UPAC college merger savings falling short of projected $1 million

If last year’s complex college merger has saved the SF State $1 million, it is unclear where that money came from, or where it ended up.

To date, the University has not explicitly listed the administrative costs the merger eliminated. While the University Planning Advisory Council cited early on in the consolidation process that the elimination of two deans, two associate deans and two college development officers would total in $1 million in savings, that result has yet to come to fruition.

Comparing UPAC’s projection to reality, the merger has saved $266,016, 73 percent less than the baseline $1 million the advising council predicted.

Contrary to previous UPAC suggestions, no positions from the University Development Office were eliminated, according to Robert Nava, vice president of University Advancement. He said cutting staff and faculty was not part of the University agenda.

“Staff were not laid off; that was never in the final report,” said Nava, whose office oversees the development department. “Private money is raised by development officers.
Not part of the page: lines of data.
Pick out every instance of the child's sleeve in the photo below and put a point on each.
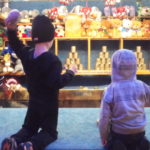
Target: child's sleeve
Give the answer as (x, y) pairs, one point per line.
(55, 79)
(18, 47)
(105, 114)
(147, 94)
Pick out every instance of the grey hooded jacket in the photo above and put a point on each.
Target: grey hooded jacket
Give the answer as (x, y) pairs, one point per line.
(124, 99)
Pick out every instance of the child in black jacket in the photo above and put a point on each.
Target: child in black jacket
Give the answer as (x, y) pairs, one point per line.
(43, 71)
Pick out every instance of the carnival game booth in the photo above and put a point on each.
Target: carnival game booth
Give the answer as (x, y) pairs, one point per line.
(87, 33)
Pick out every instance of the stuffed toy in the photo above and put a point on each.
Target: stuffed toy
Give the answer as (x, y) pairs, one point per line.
(136, 28)
(146, 28)
(110, 2)
(121, 12)
(115, 30)
(59, 31)
(14, 16)
(65, 2)
(144, 11)
(107, 11)
(126, 28)
(105, 27)
(95, 14)
(78, 10)
(53, 13)
(7, 63)
(9, 86)
(2, 35)
(18, 66)
(22, 31)
(27, 31)
(62, 13)
(93, 29)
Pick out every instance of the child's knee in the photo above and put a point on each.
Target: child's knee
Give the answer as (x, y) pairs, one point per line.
(118, 145)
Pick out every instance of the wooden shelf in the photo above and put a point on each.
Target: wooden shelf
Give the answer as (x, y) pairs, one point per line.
(83, 72)
(137, 38)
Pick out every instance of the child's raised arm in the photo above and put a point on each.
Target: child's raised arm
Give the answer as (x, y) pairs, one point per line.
(14, 42)
(147, 95)
(105, 115)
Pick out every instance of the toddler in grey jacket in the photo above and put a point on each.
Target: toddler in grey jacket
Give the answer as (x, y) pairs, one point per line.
(122, 117)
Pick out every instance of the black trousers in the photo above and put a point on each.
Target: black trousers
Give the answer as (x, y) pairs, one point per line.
(40, 127)
(127, 142)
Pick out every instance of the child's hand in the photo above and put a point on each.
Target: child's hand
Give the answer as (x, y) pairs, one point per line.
(73, 68)
(12, 19)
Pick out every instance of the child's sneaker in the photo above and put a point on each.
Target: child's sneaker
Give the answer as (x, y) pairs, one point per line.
(25, 146)
(144, 145)
(9, 144)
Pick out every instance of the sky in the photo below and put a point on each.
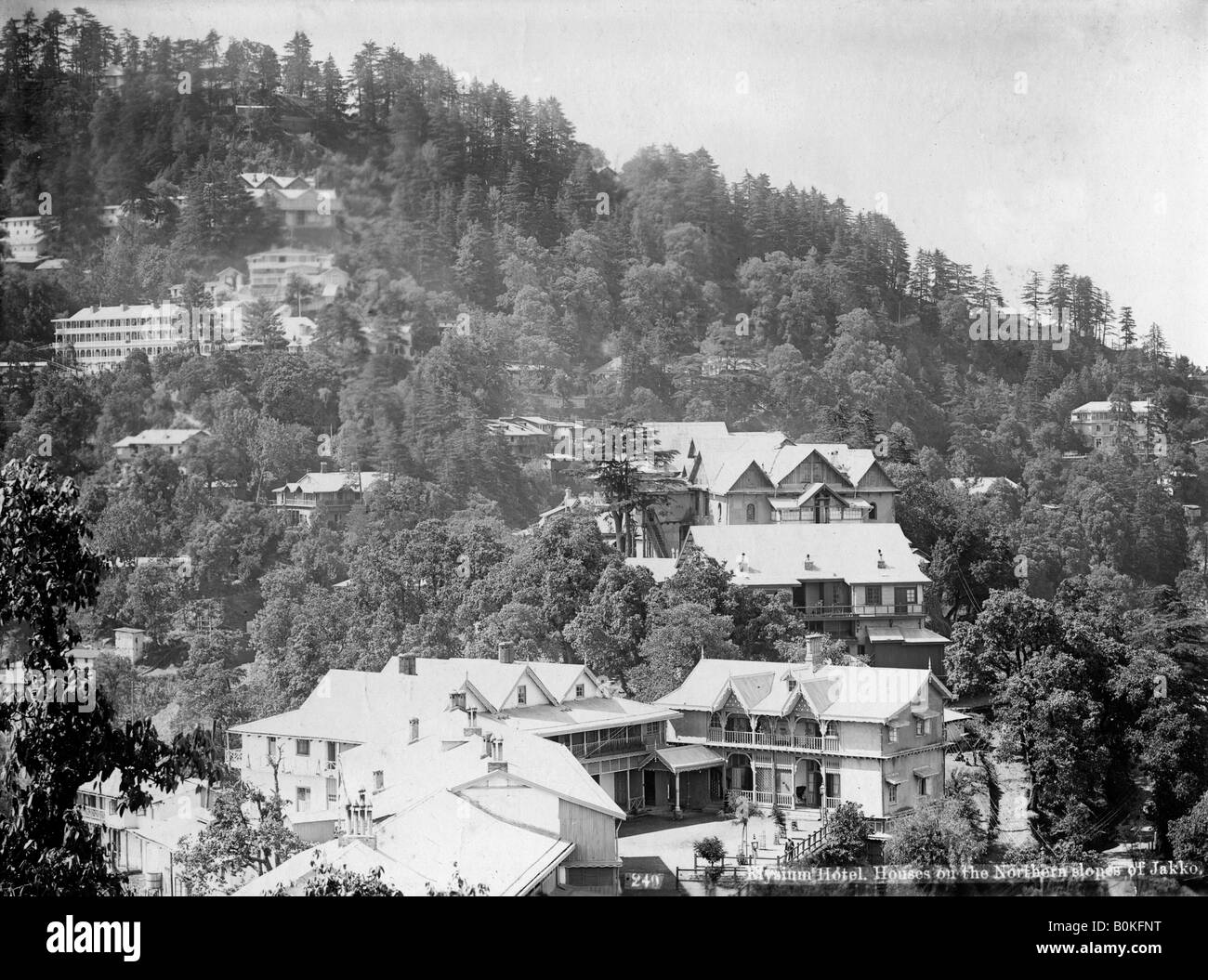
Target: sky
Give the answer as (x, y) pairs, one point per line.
(1009, 133)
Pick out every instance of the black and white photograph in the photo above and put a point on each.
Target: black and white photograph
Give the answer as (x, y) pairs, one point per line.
(721, 449)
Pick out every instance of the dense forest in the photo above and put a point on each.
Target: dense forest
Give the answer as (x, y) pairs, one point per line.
(466, 203)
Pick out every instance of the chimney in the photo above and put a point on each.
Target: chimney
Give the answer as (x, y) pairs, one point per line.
(496, 763)
(814, 648)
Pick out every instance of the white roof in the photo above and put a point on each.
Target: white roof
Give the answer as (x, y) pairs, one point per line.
(856, 693)
(1139, 408)
(129, 311)
(331, 483)
(361, 706)
(660, 568)
(978, 485)
(160, 437)
(446, 758)
(847, 551)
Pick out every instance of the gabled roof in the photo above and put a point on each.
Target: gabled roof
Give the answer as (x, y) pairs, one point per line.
(158, 437)
(1138, 408)
(446, 758)
(833, 693)
(347, 706)
(854, 464)
(845, 551)
(584, 713)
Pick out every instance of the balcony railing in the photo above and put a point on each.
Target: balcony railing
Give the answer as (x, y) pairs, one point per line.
(820, 611)
(774, 740)
(786, 801)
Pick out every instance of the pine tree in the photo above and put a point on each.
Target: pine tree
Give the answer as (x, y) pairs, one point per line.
(1059, 291)
(1033, 293)
(1127, 329)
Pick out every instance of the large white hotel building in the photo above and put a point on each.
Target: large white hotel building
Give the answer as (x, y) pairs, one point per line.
(101, 337)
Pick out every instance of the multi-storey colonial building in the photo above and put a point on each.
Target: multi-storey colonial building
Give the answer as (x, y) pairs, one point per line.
(808, 738)
(612, 738)
(324, 497)
(303, 208)
(859, 581)
(269, 274)
(1106, 426)
(23, 237)
(99, 338)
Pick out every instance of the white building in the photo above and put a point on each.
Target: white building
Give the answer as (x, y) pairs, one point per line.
(463, 795)
(1099, 424)
(302, 205)
(269, 273)
(23, 238)
(100, 338)
(169, 442)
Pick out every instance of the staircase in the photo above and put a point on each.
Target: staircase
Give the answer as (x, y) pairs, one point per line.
(650, 525)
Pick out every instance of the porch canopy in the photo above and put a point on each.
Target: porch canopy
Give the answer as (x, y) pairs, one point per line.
(687, 758)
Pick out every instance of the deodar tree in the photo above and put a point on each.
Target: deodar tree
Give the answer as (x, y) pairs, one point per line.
(51, 746)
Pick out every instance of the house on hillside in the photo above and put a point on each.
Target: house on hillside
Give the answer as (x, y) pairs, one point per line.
(808, 738)
(515, 810)
(611, 738)
(861, 583)
(324, 497)
(168, 442)
(1104, 426)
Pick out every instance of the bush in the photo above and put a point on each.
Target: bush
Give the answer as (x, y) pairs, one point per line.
(709, 849)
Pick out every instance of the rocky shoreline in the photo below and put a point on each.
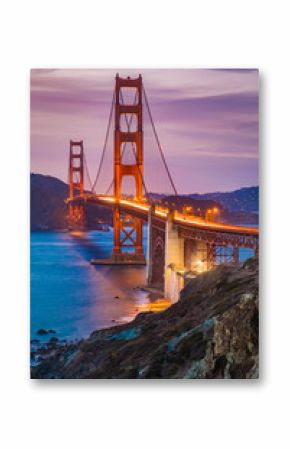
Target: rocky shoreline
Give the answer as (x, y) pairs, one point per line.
(212, 332)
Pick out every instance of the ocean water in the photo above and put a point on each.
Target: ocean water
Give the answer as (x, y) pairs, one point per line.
(73, 297)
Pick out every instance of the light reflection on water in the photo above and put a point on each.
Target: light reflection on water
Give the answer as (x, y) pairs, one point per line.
(72, 296)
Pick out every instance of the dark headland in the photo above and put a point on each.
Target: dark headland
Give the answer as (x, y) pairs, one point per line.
(212, 332)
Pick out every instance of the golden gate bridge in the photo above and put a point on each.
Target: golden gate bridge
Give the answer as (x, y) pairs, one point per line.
(178, 243)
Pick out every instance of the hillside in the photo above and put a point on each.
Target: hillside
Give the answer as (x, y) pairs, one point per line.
(48, 209)
(242, 200)
(212, 332)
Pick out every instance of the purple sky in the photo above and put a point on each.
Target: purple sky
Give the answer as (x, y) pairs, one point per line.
(207, 122)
We rely on that department for outside fundraising.” According to the 2011-12 University budget, the office spent $36,328 less than the year before.
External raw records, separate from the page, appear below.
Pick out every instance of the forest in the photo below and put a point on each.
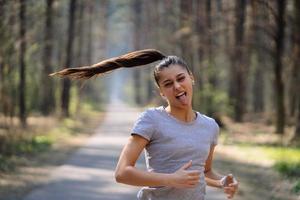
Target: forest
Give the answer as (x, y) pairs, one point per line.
(244, 55)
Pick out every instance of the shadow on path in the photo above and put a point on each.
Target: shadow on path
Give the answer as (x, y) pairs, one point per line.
(89, 173)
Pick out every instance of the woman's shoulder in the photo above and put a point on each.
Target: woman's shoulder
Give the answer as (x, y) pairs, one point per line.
(151, 111)
(205, 118)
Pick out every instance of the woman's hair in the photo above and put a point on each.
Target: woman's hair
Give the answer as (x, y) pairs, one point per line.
(132, 59)
(166, 62)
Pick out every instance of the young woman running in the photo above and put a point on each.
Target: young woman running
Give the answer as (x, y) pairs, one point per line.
(179, 142)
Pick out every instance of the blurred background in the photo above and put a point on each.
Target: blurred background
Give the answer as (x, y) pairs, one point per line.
(245, 56)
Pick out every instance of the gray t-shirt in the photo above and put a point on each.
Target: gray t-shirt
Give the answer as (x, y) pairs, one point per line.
(172, 143)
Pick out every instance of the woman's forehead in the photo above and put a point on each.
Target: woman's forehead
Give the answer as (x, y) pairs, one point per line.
(172, 70)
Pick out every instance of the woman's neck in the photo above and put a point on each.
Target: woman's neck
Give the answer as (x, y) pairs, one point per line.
(183, 114)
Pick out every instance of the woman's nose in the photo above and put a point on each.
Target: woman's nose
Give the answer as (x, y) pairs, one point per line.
(176, 85)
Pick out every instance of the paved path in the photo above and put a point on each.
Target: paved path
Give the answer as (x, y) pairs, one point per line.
(89, 173)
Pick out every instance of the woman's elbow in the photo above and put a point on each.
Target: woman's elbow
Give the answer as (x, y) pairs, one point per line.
(119, 176)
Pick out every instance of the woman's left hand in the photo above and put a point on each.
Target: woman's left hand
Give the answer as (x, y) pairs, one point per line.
(230, 186)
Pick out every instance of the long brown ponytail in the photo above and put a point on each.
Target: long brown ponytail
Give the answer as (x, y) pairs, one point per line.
(128, 60)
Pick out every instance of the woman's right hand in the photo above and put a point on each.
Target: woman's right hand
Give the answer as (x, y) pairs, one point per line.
(184, 178)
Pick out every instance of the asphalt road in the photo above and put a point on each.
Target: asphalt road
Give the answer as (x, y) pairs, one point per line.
(89, 173)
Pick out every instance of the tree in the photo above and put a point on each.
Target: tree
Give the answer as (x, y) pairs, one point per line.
(22, 72)
(238, 69)
(279, 86)
(137, 45)
(47, 88)
(65, 96)
(297, 63)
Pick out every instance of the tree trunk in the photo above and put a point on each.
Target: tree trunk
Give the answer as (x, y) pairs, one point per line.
(238, 85)
(22, 81)
(137, 46)
(279, 86)
(47, 89)
(65, 97)
(258, 88)
(295, 73)
(297, 64)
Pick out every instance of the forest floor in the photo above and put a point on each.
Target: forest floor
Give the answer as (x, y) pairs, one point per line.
(241, 151)
(31, 170)
(249, 151)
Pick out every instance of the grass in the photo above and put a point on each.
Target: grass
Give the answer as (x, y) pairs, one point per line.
(285, 160)
(19, 144)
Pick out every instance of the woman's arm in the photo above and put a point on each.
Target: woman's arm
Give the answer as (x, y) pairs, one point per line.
(211, 177)
(215, 180)
(127, 173)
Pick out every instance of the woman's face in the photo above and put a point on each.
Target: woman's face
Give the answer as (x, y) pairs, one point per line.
(176, 85)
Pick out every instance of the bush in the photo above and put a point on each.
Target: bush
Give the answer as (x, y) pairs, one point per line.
(288, 169)
(296, 188)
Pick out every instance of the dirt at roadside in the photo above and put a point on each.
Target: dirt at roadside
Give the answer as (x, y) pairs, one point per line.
(35, 171)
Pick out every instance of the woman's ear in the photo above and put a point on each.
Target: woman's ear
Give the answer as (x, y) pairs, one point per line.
(193, 79)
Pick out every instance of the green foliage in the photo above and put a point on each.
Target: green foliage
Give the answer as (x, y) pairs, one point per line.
(289, 169)
(212, 101)
(6, 164)
(296, 188)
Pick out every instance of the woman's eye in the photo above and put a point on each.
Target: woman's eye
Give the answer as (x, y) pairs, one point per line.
(181, 78)
(168, 84)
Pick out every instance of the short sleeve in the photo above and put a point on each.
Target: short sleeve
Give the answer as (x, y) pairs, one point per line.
(144, 126)
(216, 133)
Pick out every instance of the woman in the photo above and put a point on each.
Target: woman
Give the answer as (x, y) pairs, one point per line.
(178, 141)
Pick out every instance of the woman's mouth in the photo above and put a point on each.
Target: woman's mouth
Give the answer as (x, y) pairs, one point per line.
(182, 98)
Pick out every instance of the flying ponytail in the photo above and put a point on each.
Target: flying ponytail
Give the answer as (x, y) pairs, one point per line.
(128, 60)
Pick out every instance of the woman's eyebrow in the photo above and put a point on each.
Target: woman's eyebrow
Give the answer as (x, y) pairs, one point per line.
(167, 80)
(179, 74)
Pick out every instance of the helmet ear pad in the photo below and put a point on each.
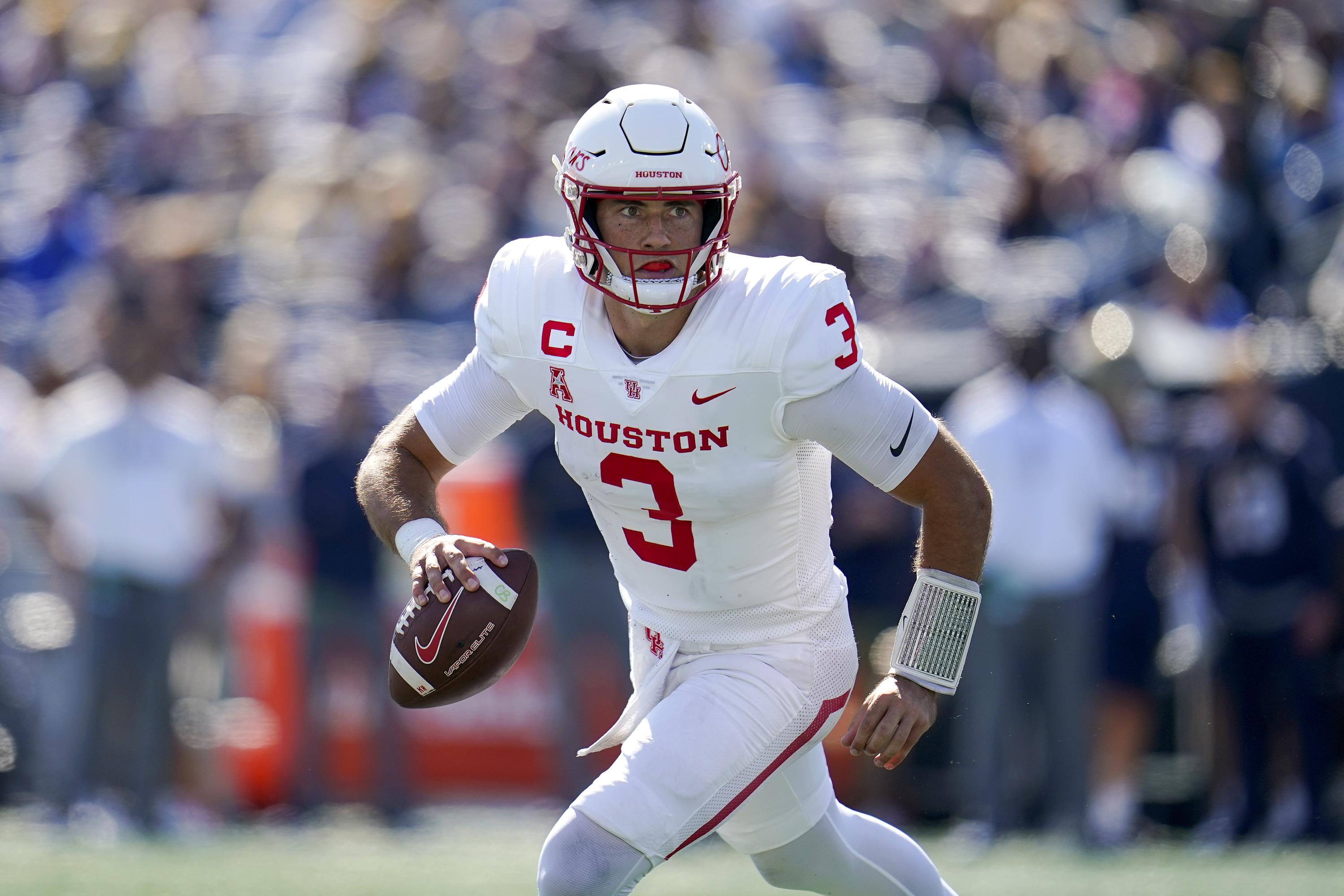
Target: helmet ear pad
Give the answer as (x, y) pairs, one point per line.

Though they now work as professors, former Creative Arts and Behavioral and Social Science college deans Kurt Daw and Joel Kassiola, respectively, are paid the same executive salaries they received as deans. Daw made $195,000 and Kassiola made $166,632 in both the 2010-11 and 2011-12 fiscal years, according to the SF State budget books.

While former CA Associate Dean Ronald Caltabiano left SF State, and former BSS associate dean Sacha Bunge is not currently compensated as Dean of Faculty Affairs, the Liberal and Creative Arts College hired former theater chair Todd Roehrman as an additional associate dean this spring. At an average wage of about $115,000, the merger essentially cut the cost of one associate dean.

“The money saved was very small, possibly a couple of secretaries,” said Steve Kovacs, a theater professor at SF State. “The college merger made absolutely no difference.”

While the merger’s savings are less visible, its organizational consequences are more obvious.

Liberal and Creative Arts College Dean Paul Sherwin presides over 10 more departments post-merger, but makes the same $177,684 he did as dean of the former seven-department College of Humanities. Additionally, Sherwin earns $17,316 less than Daw did as former dean of just six departments, although Daw now serves as a theater professor.

Although Deputy Chief of Staff Shawn Whalen asserted the total savings from UPAC recommendations “easily surpasses $1 million,” he said the council was only in charge of engineering budget solutions, not putting those plans into action.

“I can’t speak to what happened. UPAC hasn’t met since the middle of last year,” said Whalen, who served as the former chair of UPAC. “The concept was to remove administrative salaries and spend that on teaching students and faculty.” He said the provost’s office was responsible for the merger’s implementation.

Both the provost’s office and the budget office were not available for comment.

Though SF State chose the six-structure merger as a solution to the budget crisis, there were other options to consider. Most notably, an independent auditor recommended in 2011 that the University expend the school’s nearly $100 million in reserves before downsizing faculty or even administration.

Sophomore and hospitality and tourism management major Ryan Taylor thought that the merger was more bark than bite.

“It seems like they’re trying to look like they’re saving all this money, but they’re not,” Taylor said. He is grateful the merger had only displaced departments, not eliminated them completely. “In the end, nothing changed.”

Nava maintains that patience will be a crucial virtue in analyzing the fiscal benefits of the merge.

“It’s being structured for the long term. We’re going through the early phases of streamlining some of those colleges,” Nava said. “We’re going to have to give it some time.”

This story has been altered to correct a quote from Shawn Whalen. In the original version of this story, it quoted him as saying that the savings from the college consolidation “easily surpassed $1 million.” In fact, he was referring to savings from the totality of UPAC’s recommendations. We regret the error.